Soon I would walk a bridge over the moat, and real-world guardian angels would point to a ladder and wire clippers. Soon I would find out that my kind of crazy is okay. And that my undefined desire was simply a desire for making meaning in the world. A desire shared by many creative people and inextricably connected to spirituality. On this day, however, here at the dinner table, talking to MFS, I couldn’t even imagine such a transformation. My fears had blinded me, and my inner critic scolded me, “What you want is impossible. And you are crazy to want it.”
But I had more spirit remaining than I gave myself credit for then. And even though I remember this time of my life as a time of deep and overriding despair, I was, I know now, already taking action to lift myself up. Tentative. Tip toes. But I was, indeed, trying to levitate too.

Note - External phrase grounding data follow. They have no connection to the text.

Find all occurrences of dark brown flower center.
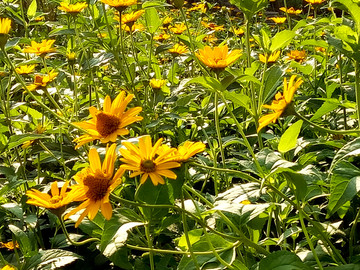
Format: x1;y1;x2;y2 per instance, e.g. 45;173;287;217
96;112;121;137
83;175;110;201
140;159;156;173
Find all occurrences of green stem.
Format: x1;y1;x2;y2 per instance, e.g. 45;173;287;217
145;222;155;270
214;92;226;190
355;61;360;128
349;206;360;261
59;217;100;246
299;208;324;270
295;111;360;134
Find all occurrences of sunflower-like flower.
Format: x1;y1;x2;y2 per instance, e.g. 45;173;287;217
232;28;245;36
305;0;325;4
64;144;124;227
120;136;181;186
101;0;137;12
0;241;19;250
196;45;242;70
287;50;306;62
279;7;302;15
1;265;16;270
259;51;281;64
162;16;173;27
0;18;11;48
15;64;36;74
149;78;166;89
153;33;171;41
26;70;58;92
121;23;145;32
169;23;187;34
73;91;143;149
26;181;72;211
115;10;144;27
257;75;303;132
168;43;189;56
269;17;286;24
58;2;88;14
23;40;56;57
201;21;224;31
175;141;206;162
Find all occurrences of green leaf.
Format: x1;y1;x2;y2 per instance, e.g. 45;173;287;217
178;229;203;251
282;170;308;201
328;161;360;217
269;30;296;52
223;90;252;113
331;137;360;169
333;0;360;34
185;76;222;92
258;250;313;270
229;0;268;18
8;225;32;256
310;100;339;121
263;65;285;103
7;134;50;150
278;120;303;153
1;203;23;219
27;0;37;18
145;7;161;34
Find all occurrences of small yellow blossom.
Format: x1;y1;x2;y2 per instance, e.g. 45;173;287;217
279;7;302;15
168;43;189;56
269;17;287;24
15;64;36;74
150;78;167;89
196;45;242;70
287;50;306;62
259;51;280;64
169;23;187;34
58;2;88;14
23;40;56;57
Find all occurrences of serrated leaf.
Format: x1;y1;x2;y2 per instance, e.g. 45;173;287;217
278;120;303;153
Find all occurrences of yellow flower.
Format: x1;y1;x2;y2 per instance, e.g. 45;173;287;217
201;21;224;31
169;23;187;34
203;34;218;44
315;47;326;53
26;70;58;92
58;2;88;14
115;10;144;26
15;64;36;74
64;144;124;227
175;141;206;162
121;22;145;32
287;50;306;62
153;33;171;41
35;16;45;21
188;2;207;13
67;52;76;61
101;0;137;12
1;265;16;270
168;43;189;56
259;51;280;64
120;136;181;186
279;7;302;15
149;78;166;89
196;45;242;70
269;17;287;24
22;123;47;149
257;75;303;132
305;0;325;4
233;28;245;36
23;40;56;56
0;18;11;34
0;241;19;250
26;181;72;209
73;91;143;149
162;16;173;26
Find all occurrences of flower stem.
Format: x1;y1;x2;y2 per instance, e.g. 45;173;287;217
145;222;155;270
355;61;360;128
59;217;100;246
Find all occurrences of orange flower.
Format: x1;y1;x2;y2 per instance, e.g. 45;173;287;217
168;43;189;56
269;17;287;24
196;45;242;70
26;70;58;92
15;64;36;74
153;33;171;41
169;23;187;34
279;7;302;15
58;2;88;14
101;0;137;12
305;0;325;4
115;10;144;26
232;28;245;36
201;21;224;31
257;75;303;132
23;40;56;56
287;50;306;62
121;23;145;32
0;241;19;250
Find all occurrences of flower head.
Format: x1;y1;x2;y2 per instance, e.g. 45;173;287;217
259;51;280;64
196;45;242;70
162;16;173;27
153;33;171;41
26;70;58;92
257;75;303;132
232;28;245;36
15;64;36;74
269;17;286;24
175;141;206;162
101;0;137;12
149;78;166;89
279;7;302;15
58;2;88;14
116;10;144;26
0;18;11;34
287;50;306;62
169;23;187;34
73;91;143;149
0;241;19;250
120;136;181;186
201;21;224;31
64;144;124;227
168;43;189;56
1;265;16;270
121;23;144;32
305;0;325;4
26;181;72;210
23;40;56;57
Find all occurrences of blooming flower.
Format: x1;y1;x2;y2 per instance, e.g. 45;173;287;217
121;23;145;32
175;141;206;162
120;136;181;186
73;91;143;149
201;21;224;31
0;241;19;250
305;0;325;4
168;43;189;56
26;181;72;210
287;50;306;62
279;7;302;15
58;2;88;14
64;144;124;227
169;23;187;34
116;10;144;26
15;64;36;74
149;78;166;89
101;0;137;12
153;33;171;41
196;45;242;70
232;28;245;36
26;70;58;92
203;34;218;44
23;40;56;56
0;18;11;34
257;75;303;132
269;17;287;24
22;123;47;149
1;265;16;270
259;51;280;64
162;16;173;27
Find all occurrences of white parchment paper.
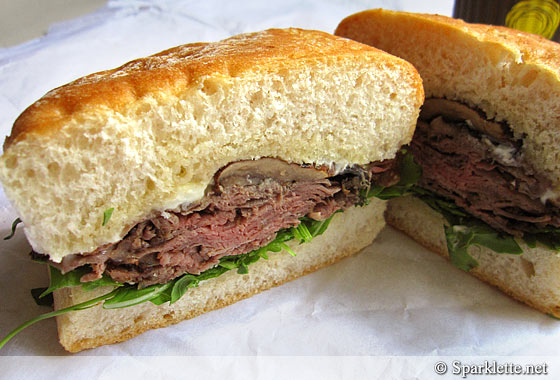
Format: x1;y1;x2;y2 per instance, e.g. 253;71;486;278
1;0;559;375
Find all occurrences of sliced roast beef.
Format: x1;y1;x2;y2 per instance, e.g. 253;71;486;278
46;158;399;286
413;98;560;237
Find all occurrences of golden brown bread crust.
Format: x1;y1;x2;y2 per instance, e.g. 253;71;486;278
336;9;560;73
5;28;417;148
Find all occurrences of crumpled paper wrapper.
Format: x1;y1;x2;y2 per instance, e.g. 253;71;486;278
1;0;558;372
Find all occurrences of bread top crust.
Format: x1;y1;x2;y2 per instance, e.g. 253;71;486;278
336;10;560;79
336;9;560;187
6;28;414;148
0;28;423;260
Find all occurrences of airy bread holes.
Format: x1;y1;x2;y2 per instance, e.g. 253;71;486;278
25;169;35;179
47;163;60;176
201;78;219;96
176;166;187;178
4;156;17;169
53;196;62;207
354;73;365;88
520;257;536;278
250;90;264;105
518;69;538;88
61;164;79;182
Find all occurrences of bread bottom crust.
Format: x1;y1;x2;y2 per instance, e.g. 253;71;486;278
54;199;386;352
386;195;560;318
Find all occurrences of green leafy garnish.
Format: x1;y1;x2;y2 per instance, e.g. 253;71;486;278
0;214;339;349
444;225;480;272
366;150;422;200
170;275;199;304
4;218;22;240
524;232;560;251
412;187;527;272
39;266;122;299
292;222;313;243
102;208;114;226
444;223;522;272
523;234;538;249
103;283;172;309
0;291;117;351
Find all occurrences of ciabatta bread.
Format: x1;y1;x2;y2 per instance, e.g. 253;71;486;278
0;28;423;263
336;10;560;316
0;28;424;352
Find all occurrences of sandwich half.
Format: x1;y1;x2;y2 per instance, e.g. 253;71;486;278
0;28;423;352
336;10;560;316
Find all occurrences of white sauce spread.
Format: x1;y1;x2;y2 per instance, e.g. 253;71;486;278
482;137;517;166
165;182;208;211
540;189;560;205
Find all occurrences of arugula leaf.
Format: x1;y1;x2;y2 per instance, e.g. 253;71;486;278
4;218;22;240
0;290;117;351
470;225;523;254
40;266;122;298
523;234;538;249
445;225;480;272
393;150;423;190
525;233;560;251
410;186;468;225
40;266;86;298
292;222;313;243
300;211;341;239
218;261;238;270
237;262;249;274
170;275;199;304
102;208;114;226
367;150;422;200
413;187;525;272
103;283;172;309
81;274;124;291
149;292;172;306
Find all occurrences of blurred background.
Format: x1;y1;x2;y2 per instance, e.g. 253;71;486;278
0;0;457;48
2;0;558;48
0;0;108;47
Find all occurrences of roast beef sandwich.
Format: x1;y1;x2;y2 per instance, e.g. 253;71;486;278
336;10;560;316
0;28;423;352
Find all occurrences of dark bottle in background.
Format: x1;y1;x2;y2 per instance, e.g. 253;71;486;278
453;0;560;42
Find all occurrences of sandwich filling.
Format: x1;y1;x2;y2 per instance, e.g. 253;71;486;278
411;98;560;244
35;157;400;287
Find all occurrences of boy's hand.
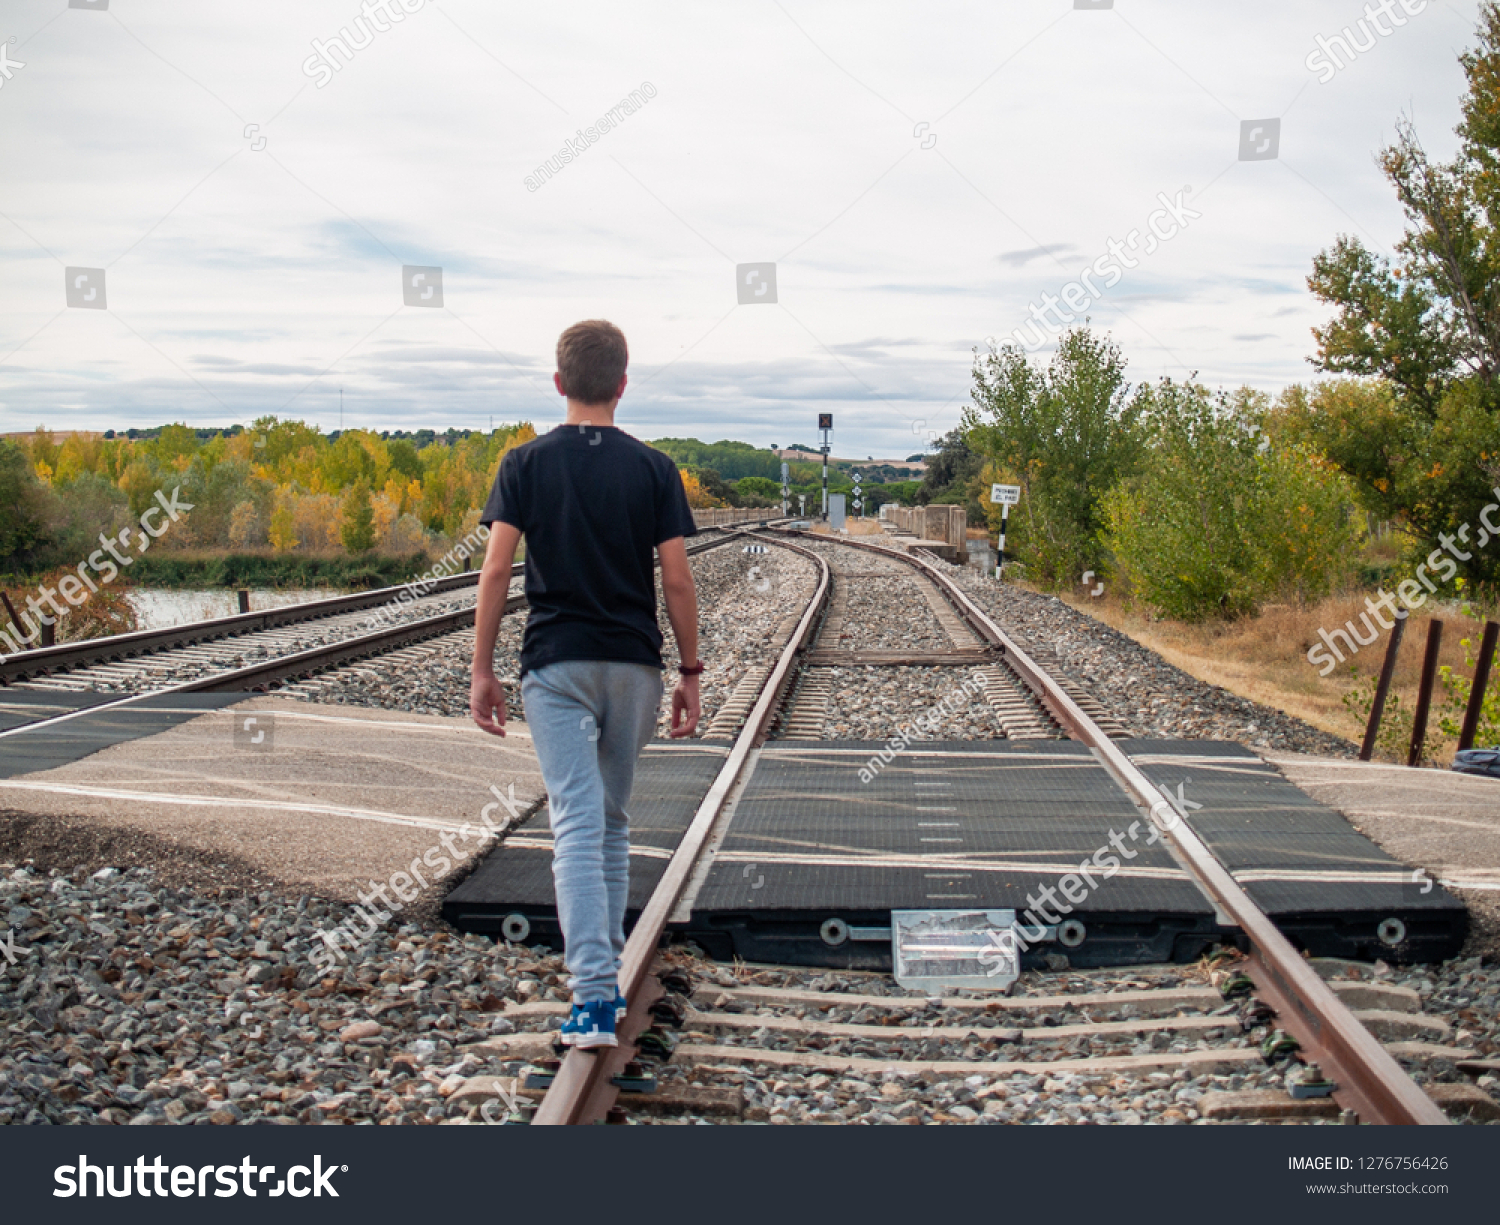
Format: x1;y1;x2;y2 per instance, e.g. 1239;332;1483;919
470;672;508;737
669;674;700;738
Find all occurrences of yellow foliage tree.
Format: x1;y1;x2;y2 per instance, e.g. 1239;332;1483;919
268;502;298;553
678;468;718;508
371;493;400;549
290;491;341;551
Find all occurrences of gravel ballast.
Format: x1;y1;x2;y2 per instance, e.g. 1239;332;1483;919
3;858;1493;1126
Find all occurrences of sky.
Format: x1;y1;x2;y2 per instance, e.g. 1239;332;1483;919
0;0;1484;459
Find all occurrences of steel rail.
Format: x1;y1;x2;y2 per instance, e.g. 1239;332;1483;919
786;528;1447;1125
0;523;759;687
0;530;751;740
0;568;493;684
532;535;831;1125
0;596;527;742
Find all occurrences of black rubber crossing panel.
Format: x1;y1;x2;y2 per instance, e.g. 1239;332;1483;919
1121;741;1466;959
443;736;1467;967
0;693;245;777
688;741;1218;968
0;691;121;733
441;744;727;937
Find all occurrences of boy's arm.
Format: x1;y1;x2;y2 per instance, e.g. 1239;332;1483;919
657;536;700;738
470;521;522;737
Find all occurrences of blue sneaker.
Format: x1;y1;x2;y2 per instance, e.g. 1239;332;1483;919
559;1000;617;1049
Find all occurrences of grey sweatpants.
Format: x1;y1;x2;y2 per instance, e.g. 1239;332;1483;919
520;659;663;1002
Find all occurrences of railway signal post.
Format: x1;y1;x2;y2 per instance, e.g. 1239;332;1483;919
990;482;1020;579
817;412;832;520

When our laughter died down, I wondered aloud to MFS, “Levitate?”
Sometimes as a parent, I’ve felt moments of divine intervention. This was one of those moments, because I didn’t say what first came to my mind.
I didn’t tell him that what he was trying to do was impossible.
I didn’t show him the moat, the crocodiles, the wall, and the barbed wire that I knew so well.
Instead, I asked him, “Have you done it?”
I swear, magical light beamed from his eyes and shone on me when he answered, “No, not yet.”